No obstante todo este virtuosismo y este despliegue de imaginación, la obra no llega claramente al público. El cohete a la Luna pierde de vista rápidamente a la Tierra; la cometa se ha remontado muy alto, llega un momento en que no hay más contacto. La suspensión de la incredulidad, puesta a prueba, no dura más de diez minutos. El espectador, al fin, acepta que suceda cualquier cosa; pero el precio es que no se conmoverá por ninguna. Ha podido reflexionar, quizás sobre la vanidad y sobre todo sobre el ridículo de muchas de nuestras empresas; sabe sobre la necedad de nuestras pasiones algo más que al entrar al teatro; pero el descontrol general, al comienzo gracioso, lo ha saturado de irrealidad.

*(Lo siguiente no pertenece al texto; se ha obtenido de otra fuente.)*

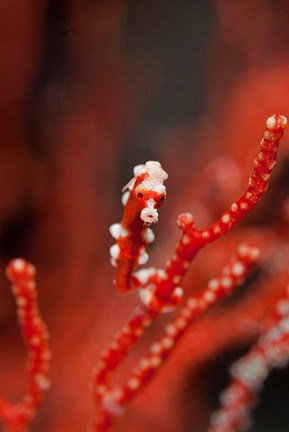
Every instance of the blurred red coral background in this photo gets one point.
(90, 88)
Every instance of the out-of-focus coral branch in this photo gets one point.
(249, 373)
(18, 416)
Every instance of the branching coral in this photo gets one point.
(160, 289)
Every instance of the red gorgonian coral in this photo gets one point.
(160, 291)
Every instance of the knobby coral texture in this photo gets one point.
(160, 291)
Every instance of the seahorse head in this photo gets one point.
(149, 189)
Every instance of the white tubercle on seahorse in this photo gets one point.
(151, 189)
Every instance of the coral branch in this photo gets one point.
(249, 373)
(193, 239)
(111, 401)
(17, 416)
(160, 290)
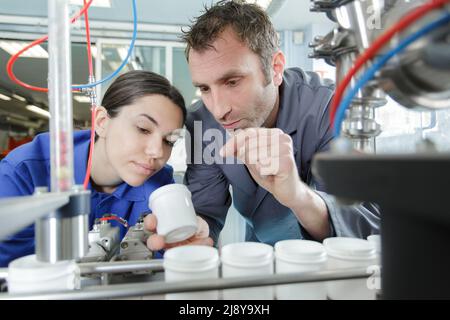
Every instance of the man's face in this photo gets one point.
(232, 83)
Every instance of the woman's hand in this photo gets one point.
(157, 242)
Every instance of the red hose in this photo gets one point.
(377, 45)
(12, 60)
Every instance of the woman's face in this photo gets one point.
(138, 141)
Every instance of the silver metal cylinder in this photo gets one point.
(61, 239)
(63, 235)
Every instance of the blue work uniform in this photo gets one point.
(28, 167)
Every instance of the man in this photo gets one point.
(275, 121)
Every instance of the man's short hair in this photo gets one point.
(250, 23)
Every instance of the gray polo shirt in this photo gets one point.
(303, 114)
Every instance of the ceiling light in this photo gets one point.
(3, 97)
(95, 3)
(12, 47)
(38, 110)
(82, 99)
(262, 3)
(16, 96)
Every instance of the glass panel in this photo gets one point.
(143, 58)
(403, 128)
(182, 78)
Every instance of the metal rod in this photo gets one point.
(161, 287)
(60, 96)
(120, 266)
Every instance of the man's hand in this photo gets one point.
(156, 242)
(268, 154)
(269, 157)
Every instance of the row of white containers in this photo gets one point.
(290, 256)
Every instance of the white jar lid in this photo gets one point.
(247, 254)
(29, 269)
(191, 258)
(349, 248)
(169, 188)
(300, 251)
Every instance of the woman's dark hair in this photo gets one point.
(136, 84)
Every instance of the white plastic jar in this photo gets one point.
(247, 259)
(375, 281)
(190, 263)
(172, 206)
(350, 253)
(293, 256)
(28, 275)
(375, 239)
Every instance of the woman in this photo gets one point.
(134, 137)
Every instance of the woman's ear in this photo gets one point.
(278, 63)
(101, 121)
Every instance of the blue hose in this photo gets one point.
(370, 73)
(124, 62)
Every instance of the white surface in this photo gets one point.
(191, 263)
(28, 275)
(350, 253)
(247, 259)
(292, 256)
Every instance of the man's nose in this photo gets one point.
(219, 105)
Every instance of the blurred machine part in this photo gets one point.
(410, 189)
(418, 78)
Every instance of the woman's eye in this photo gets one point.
(142, 130)
(169, 143)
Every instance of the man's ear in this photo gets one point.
(278, 63)
(101, 121)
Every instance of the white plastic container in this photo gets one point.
(189, 263)
(350, 253)
(173, 208)
(247, 259)
(28, 275)
(293, 256)
(375, 239)
(375, 281)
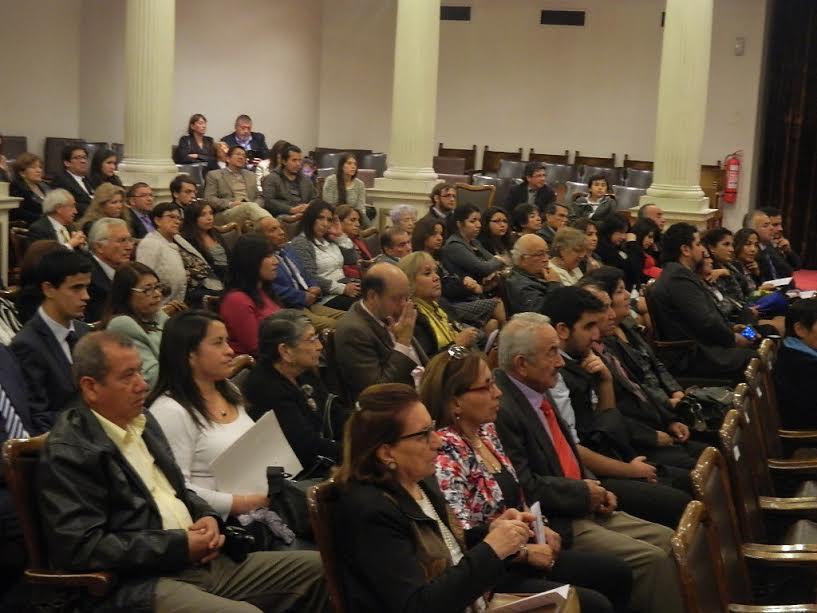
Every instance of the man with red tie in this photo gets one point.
(550, 471)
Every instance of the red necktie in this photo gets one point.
(570, 467)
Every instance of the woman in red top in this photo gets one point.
(248, 299)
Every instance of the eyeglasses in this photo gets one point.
(423, 435)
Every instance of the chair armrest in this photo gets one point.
(97, 584)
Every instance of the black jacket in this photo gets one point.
(99, 516)
(392, 557)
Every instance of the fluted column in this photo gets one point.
(150, 32)
(682, 92)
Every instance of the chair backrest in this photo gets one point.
(737, 446)
(320, 499)
(480, 195)
(700, 568)
(492, 160)
(710, 483)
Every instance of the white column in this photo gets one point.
(150, 32)
(682, 92)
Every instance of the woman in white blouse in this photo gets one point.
(323, 259)
(200, 411)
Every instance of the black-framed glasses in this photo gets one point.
(423, 435)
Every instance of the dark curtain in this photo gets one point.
(788, 159)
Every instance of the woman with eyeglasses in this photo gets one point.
(479, 482)
(134, 309)
(399, 549)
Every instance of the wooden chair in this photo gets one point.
(480, 195)
(320, 499)
(21, 457)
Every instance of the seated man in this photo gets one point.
(531, 278)
(44, 345)
(113, 499)
(232, 191)
(293, 286)
(377, 333)
(59, 211)
(686, 310)
(111, 247)
(394, 244)
(550, 470)
(534, 190)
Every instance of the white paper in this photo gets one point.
(242, 467)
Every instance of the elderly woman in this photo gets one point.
(398, 549)
(479, 482)
(569, 250)
(434, 331)
(285, 381)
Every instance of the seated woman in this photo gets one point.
(248, 299)
(285, 381)
(396, 546)
(135, 310)
(108, 201)
(198, 230)
(479, 482)
(569, 249)
(199, 410)
(324, 259)
(344, 187)
(103, 168)
(433, 330)
(28, 184)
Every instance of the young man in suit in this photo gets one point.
(43, 347)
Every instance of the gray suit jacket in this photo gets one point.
(219, 194)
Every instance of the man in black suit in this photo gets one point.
(533, 191)
(43, 347)
(686, 310)
(247, 139)
(550, 471)
(74, 176)
(111, 247)
(56, 224)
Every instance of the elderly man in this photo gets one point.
(113, 499)
(550, 470)
(377, 333)
(59, 211)
(531, 278)
(111, 247)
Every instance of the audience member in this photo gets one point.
(249, 298)
(140, 202)
(550, 471)
(284, 381)
(112, 498)
(232, 191)
(57, 222)
(194, 147)
(686, 310)
(534, 190)
(287, 191)
(532, 277)
(43, 347)
(323, 259)
(397, 547)
(111, 246)
(103, 168)
(73, 176)
(377, 333)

La pieza está bien presentada por Agustín Maggi, a cuyo cargo estuvo la buena traducción. La puesta en escena tiene la requerida velocidad; pero no sucede así con el ritmo, que no se logró el día del estreno, la sincronización de mecanismo de relojería que «Las vacaciones de Betty», que apunta vernos como máquinas, nos parece requerir. En cuanto a la actuación, los efectos cómicos exigían comediantes que tuvieran, no sólo buenas aptitudes, sino un estilo homogéneo y acorde con el espíritu de la obra, lo que tampoco parece ocurrir. Así Filomena Gentile es cuidadosa, exacta y adecuada, y a su interpretación se deben los momentos más divertidos de la obra, y le sigue en méritos Victoria Rodríguez Garbero. Por más que se trate de actores competentes, ni la impavidez de Antúnez ni el aire de Don Juan de esquina de Albornoz, ni la máscara sin expresión de Gallego encajan en el plan general de Durang. *
LAS VACACIONES DE BETTY, de Christopher Durang, en traducción de Agustín Maggi. Con Victoria Rodríguez Garbero, Paola Bianco, Gustavo Antúnez, Filomena Gentile, Nicolás Albornoz, Fernando Gallego, Federico Pereira, Analía Nieto y Pablo Sintes. Escenografía de Marcelo Carrizo, vestuario de Mercedes Willat y Marisol Gómez, iluminación de AMMC, ambientación sonora de Alfredo Leirós, producción y dirección general de Agustín Maggi. Estreno del 14 de mayo En teatro Alianza, sala China Zorrilla.